Novel Gene Therapy Wows for BCG-Unresponsive Bladder Cancer

Sharon Worcester

December 08, 2020

A novel intravesical gene therapy for bladder cancer has shown such promising results in clinical trials that experts are suggesting that it be considered the "new gold standard," even though it is not yet available.

The product, nadofaragene firadenovec, is being developed by FerGene Inc as a treatment for patients with high-grade bacillus Calmette-Guérin (BCG)–unresponsive non-muscle-invasive bladder cancer (NMIBC).

It is currently under consideration for approval by the US Food and Drug Administration.

The product is an adenovirus vector-based gene therapy containing the gene interferon alfa-2b. It is administered by catheter into the bladder once every 3 months. The vector enters the cells of the bladder wall, the gene turns on, and the cells then secrete high quantities of the interferon alfa-2b protein.

This approach "turns the patient's own bladder wall cells into interferon microfactories, enhancing the body's natural defenses against the cancer," the manufacturer explains.

New clinical results were published online November 27 in The Lancet Oncology.

At median follow-up of 19.7 months, a complete response (CR) was seen in about half of patients (53.4%, 55 of 103 patients) with BCG-unresponsive NMIBC in situ (with or without a high-grade Ta or T1 tumor), who received an initial dose of the investigational therapy in the single-arm, open-label, repeat-dose trial.

For 25 patients (45.5%), response was maintained at 12 months, report the investigators, led by Stephen A. Boorjian, MD, of the Mayo Clinic, Rochester, Minnesota.

These patients were among 151 treated in the trial between September 19, 2016, and May 24, 2019, and were included in a per-protocol efficacy analysis. All CRs occurred within 3 months of the initial treatment. The duration of CR was 9.69 months.

The remaining 48 patients had high-grade Ta or T1 disease. Of these patients, 35 were free of high-grade recurrence at month 3; 21 of these patients remained recurrence-free at month 12. Median follow-up in that cohort was 20.2 months, and median duration of high-grade recurrence-free survival was 12.35 months.

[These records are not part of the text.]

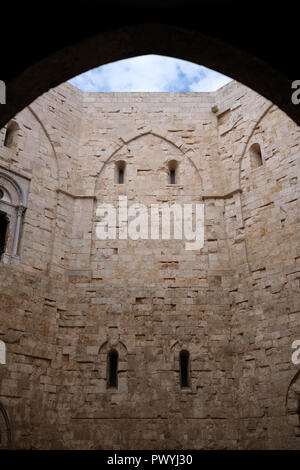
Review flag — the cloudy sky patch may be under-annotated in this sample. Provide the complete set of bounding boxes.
[70,55,231,92]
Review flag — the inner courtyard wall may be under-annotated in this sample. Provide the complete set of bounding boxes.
[0,82,300,449]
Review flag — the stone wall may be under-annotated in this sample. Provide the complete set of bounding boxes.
[0,82,300,449]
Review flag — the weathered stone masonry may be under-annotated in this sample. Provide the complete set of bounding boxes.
[0,82,300,449]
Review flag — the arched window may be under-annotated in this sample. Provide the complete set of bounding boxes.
[0,213,9,258]
[107,349,119,388]
[116,161,126,184]
[168,160,178,184]
[179,350,190,388]
[249,144,263,168]
[0,403,11,449]
[4,121,19,148]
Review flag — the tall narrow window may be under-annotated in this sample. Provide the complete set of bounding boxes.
[170,170,175,184]
[168,160,178,184]
[119,168,124,184]
[249,144,263,168]
[179,351,190,388]
[107,349,119,388]
[0,403,11,449]
[116,161,126,184]
[4,121,19,148]
[0,213,8,257]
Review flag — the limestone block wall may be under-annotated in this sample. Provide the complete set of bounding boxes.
[0,82,300,449]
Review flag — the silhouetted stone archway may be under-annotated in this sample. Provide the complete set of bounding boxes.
[0,0,300,127]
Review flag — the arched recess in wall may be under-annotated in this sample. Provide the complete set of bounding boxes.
[238,103,274,188]
[0,168,29,264]
[0,403,11,449]
[286,371,300,437]
[170,340,194,389]
[98,340,128,392]
[94,129,203,194]
[28,105,61,270]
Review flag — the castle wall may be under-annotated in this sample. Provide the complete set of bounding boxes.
[0,82,300,449]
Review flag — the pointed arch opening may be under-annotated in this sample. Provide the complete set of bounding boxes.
[107,349,119,388]
[179,349,190,388]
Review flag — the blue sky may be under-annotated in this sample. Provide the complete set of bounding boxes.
[70,55,231,92]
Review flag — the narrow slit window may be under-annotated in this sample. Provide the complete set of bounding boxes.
[4,122,19,148]
[107,350,118,388]
[0,213,8,256]
[179,351,190,388]
[115,160,126,184]
[119,168,124,184]
[250,144,263,168]
[170,170,175,184]
[168,160,178,184]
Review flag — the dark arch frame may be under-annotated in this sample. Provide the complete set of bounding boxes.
[0,0,300,127]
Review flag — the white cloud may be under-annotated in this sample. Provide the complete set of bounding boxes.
[70,55,231,92]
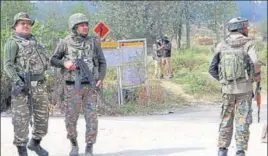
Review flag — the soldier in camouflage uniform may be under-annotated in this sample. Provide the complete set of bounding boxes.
[4,12,49,156]
[209,17,260,156]
[51,13,107,156]
[153,36,164,79]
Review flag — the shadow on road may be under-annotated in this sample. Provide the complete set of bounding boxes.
[95,147,204,156]
[55,147,205,156]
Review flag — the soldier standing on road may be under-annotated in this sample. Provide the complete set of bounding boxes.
[209,17,260,156]
[163,36,173,79]
[153,36,164,79]
[51,13,107,156]
[4,12,49,156]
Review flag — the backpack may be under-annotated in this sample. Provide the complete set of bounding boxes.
[219,45,250,85]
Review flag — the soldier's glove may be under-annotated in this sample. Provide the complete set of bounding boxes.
[49,104,55,113]
[11,80,27,96]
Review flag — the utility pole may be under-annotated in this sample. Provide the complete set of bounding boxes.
[252,1,255,37]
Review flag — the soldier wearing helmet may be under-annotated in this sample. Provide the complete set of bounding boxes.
[51,13,106,156]
[4,12,49,156]
[209,17,260,156]
[163,36,173,79]
[153,36,164,79]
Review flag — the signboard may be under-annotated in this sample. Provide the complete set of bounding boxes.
[123,66,145,86]
[120,42,144,47]
[94,22,110,39]
[102,49,121,66]
[121,47,144,63]
[101,42,118,48]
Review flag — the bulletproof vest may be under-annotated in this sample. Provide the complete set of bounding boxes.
[11,36,49,74]
[219,36,253,85]
[64,35,99,81]
[156,43,163,57]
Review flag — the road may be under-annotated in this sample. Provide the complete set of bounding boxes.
[1,96,267,156]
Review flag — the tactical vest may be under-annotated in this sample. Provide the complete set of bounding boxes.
[64,36,99,81]
[219,35,254,94]
[11,36,49,75]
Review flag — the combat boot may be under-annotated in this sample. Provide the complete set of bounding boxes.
[85,143,93,156]
[236,151,246,156]
[17,146,28,156]
[69,139,79,156]
[27,139,48,156]
[218,148,228,156]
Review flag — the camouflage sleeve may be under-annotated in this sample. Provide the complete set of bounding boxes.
[4,40,20,83]
[245,40,258,64]
[165,42,171,50]
[209,43,222,81]
[96,41,107,80]
[50,41,67,68]
[209,53,220,81]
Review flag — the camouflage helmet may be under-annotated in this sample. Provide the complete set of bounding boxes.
[11,12,35,29]
[228,17,248,31]
[163,36,168,41]
[68,13,89,29]
[155,36,163,41]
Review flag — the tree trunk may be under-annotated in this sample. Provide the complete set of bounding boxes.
[214,1,220,43]
[223,20,226,39]
[186,18,190,49]
[177,22,182,49]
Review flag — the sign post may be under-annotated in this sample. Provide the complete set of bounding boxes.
[94,22,110,40]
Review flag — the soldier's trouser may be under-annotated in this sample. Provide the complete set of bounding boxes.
[11,84,49,146]
[218,92,252,150]
[64,85,98,143]
[154,58,163,78]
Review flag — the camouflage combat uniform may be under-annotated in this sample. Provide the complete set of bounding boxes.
[4,13,49,155]
[153,37,163,79]
[209,17,258,156]
[51,13,106,155]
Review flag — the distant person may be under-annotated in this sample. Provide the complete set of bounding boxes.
[162,36,173,79]
[209,17,260,156]
[153,36,164,79]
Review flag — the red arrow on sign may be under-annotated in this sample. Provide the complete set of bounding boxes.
[94,22,110,39]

The most common adverse events were discharge around the catheter during placement, fatigue, bladder spasms, and micturition urgency.

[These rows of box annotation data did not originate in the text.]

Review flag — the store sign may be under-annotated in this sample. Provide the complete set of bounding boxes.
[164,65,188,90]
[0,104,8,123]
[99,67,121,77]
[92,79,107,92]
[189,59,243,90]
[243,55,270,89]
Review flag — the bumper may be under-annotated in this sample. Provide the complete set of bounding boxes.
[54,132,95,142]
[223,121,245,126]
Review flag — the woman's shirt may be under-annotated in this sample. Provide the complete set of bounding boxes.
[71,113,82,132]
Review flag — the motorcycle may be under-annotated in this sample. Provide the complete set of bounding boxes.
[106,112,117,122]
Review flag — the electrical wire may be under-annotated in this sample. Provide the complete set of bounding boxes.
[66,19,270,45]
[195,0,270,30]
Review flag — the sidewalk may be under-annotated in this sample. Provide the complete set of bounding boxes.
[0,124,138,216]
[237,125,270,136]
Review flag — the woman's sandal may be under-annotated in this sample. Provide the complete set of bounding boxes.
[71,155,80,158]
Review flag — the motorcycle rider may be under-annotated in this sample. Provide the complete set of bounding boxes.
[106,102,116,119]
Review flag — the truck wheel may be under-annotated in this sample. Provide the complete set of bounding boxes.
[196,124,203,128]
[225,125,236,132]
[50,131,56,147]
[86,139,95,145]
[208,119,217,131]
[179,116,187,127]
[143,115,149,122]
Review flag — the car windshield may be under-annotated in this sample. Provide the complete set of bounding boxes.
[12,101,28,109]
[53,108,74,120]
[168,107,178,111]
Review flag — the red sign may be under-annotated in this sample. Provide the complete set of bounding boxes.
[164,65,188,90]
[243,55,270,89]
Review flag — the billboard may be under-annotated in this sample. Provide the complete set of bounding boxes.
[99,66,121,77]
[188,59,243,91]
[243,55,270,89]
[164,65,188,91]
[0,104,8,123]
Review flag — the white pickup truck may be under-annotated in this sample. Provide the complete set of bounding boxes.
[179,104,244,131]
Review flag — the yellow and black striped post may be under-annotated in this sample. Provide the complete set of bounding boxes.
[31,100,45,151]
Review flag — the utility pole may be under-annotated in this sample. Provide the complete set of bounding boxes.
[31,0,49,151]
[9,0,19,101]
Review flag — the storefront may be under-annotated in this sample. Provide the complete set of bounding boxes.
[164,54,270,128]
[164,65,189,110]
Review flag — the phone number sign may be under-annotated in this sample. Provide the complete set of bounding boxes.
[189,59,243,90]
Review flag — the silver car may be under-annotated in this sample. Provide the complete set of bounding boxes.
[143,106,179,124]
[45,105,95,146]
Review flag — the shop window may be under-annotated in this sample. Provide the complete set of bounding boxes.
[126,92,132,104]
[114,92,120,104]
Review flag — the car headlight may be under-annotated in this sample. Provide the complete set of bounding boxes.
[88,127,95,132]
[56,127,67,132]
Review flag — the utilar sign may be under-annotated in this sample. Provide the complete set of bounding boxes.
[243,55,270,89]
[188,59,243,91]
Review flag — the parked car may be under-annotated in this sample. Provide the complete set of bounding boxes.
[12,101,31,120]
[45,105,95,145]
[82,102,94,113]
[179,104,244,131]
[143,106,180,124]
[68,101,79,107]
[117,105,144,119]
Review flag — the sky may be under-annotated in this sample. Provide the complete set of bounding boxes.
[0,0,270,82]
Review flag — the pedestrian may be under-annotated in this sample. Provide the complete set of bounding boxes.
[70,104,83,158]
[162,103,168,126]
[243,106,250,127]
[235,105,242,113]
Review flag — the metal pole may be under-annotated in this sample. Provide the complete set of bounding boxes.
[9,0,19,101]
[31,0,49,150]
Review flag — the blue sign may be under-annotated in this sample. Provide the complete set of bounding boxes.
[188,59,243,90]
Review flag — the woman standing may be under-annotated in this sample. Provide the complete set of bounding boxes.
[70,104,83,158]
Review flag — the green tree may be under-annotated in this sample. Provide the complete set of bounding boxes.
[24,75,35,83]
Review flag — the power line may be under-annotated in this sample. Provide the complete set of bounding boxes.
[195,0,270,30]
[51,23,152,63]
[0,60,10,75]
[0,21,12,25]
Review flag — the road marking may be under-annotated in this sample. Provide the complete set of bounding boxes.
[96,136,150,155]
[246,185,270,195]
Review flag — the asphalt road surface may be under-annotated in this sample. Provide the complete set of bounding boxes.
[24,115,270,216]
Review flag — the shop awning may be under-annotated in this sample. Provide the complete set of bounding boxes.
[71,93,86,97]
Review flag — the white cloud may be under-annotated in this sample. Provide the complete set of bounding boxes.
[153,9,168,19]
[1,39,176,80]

In an accompanying editorial, Girish S. Kulkarni, MD, of Princess Margaret Cancer Center, the University of Toronto, Ontario, Canada, explains that BCG-unresponsive NMIBC is a "notoriously difficult to treat" condition for which nonsurgical treatment options are suboptimal. He said the findings by Boorjian and colleagues are encouraging.

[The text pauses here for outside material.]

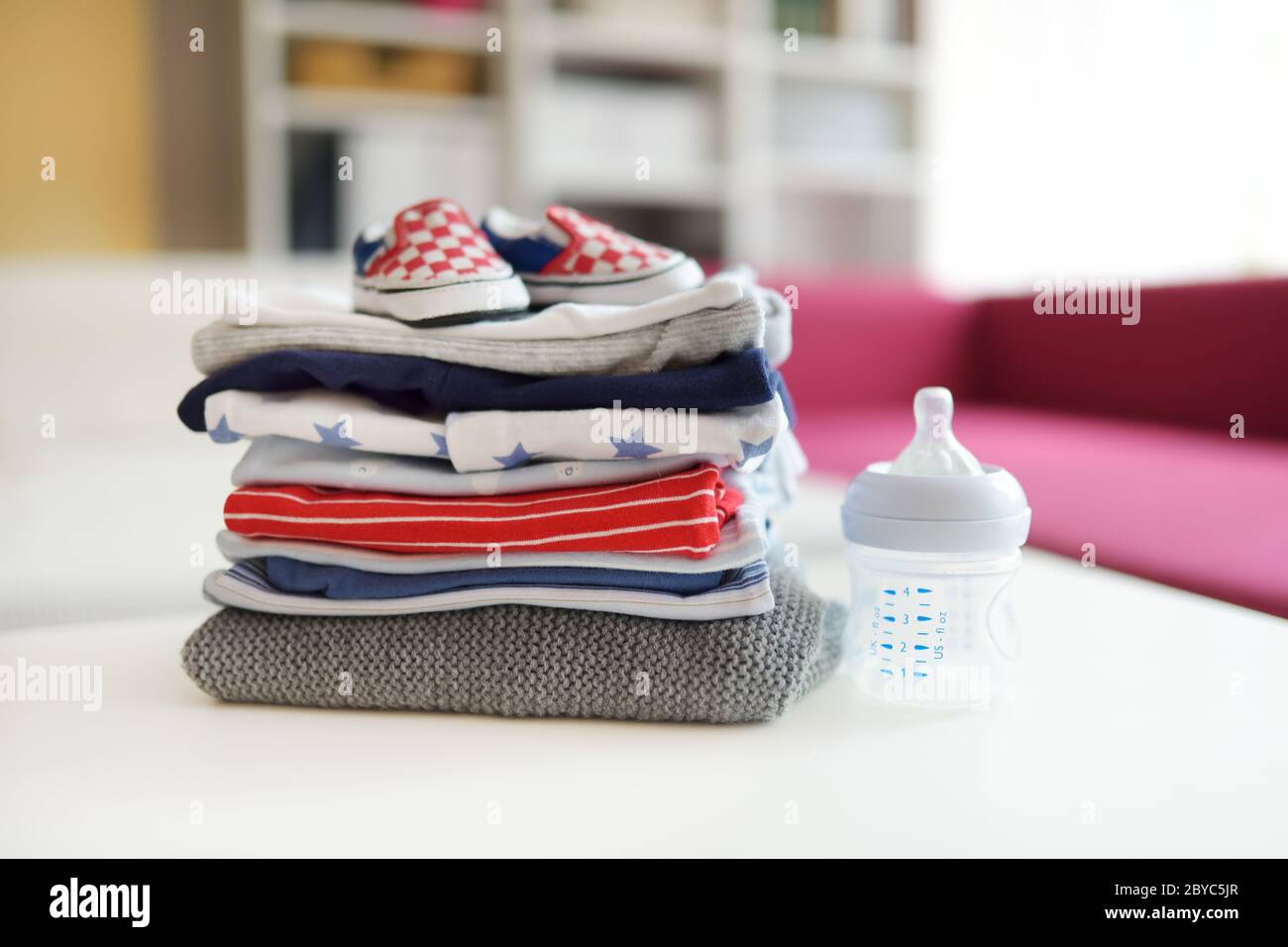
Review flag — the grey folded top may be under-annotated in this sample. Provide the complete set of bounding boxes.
[181,571,845,723]
[192,291,767,376]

"The reported efficacy, manageable adverse event profile, and straightforward dosing schedule all have the potential to make nadofaragene firadenovec the new gold standard for patients with BCG-unresponsive bladder cancer," Kulkarni writes. "At the very least, this study helps establish a new benchmark against which new therapies for this disease can be tested, thus enabling the conduct of future randomized studies."

Hope for Bladder Preservation

Kulkarni also notes that the results support "the oncological safety of an attempt at bladder preservation" in this patient population. Only 5.3% of patients experienced disease progression to muscle invasion during the study. Among those patients, salvage with cystectomy appeared feasible, he writes.

Senior study author Colin P. N. Dinney, MD, further emphasized the importance of the treatment for bladder preservation.

"Once patients with high-grade, non-muscle-invasive bladder cancer no longer benefit from their initial BCG treatments, patients often make an informed decision to decline cystectomy ― a highly complex and life-altering bladder removal surgery ― or are often medically ineligible for this complex operation, leaving them with limited options," Dinney explained in a press statement.

Treatment with this new gene therapy represents an effective alternative, he suggested.

"As a practicing urologist, I'm encouraged by these efficacy and safety data, which demonstrate the potential for a novel treatment option that fits within the urology practice and gives patients the choice of receiving treatment once every 3 months ― which may be a particularly important consideration in this evolving healthcare environment," said Gennady Bratslavsky, MD, president of the Society of Urologic Oncology Clinical Trials Consortium, which has worked with the manufacturer on the clinical trials of the product.

The study is ongoing; a 4-year treatment and monitoring phase is planned.

Boorjian has received consulting fees and personal fees from Ferring, FerGene, Sanofi, and ArTara. Dinney has used shared resources funded by a grant from the National Institutes for Health/National Cancer Institute at MD Anderson Cancer Center and has received grant and personal fees from FKD therapies. He also is a creator of intellectual property owned by UT/MDACC related to the use of genetic alterations as a predictive biomarker for response to nadofaragene firadenovec. Financial disclosures of several coauthors are available in the original article. Kulkarni has disclosed no relevant financial relationships.

Lancet Oncol. Published online November 27, 2020. Abstract, Editorial

Sharon Worcester is a reporter for MDedge News, part of the Medscape Professional Network.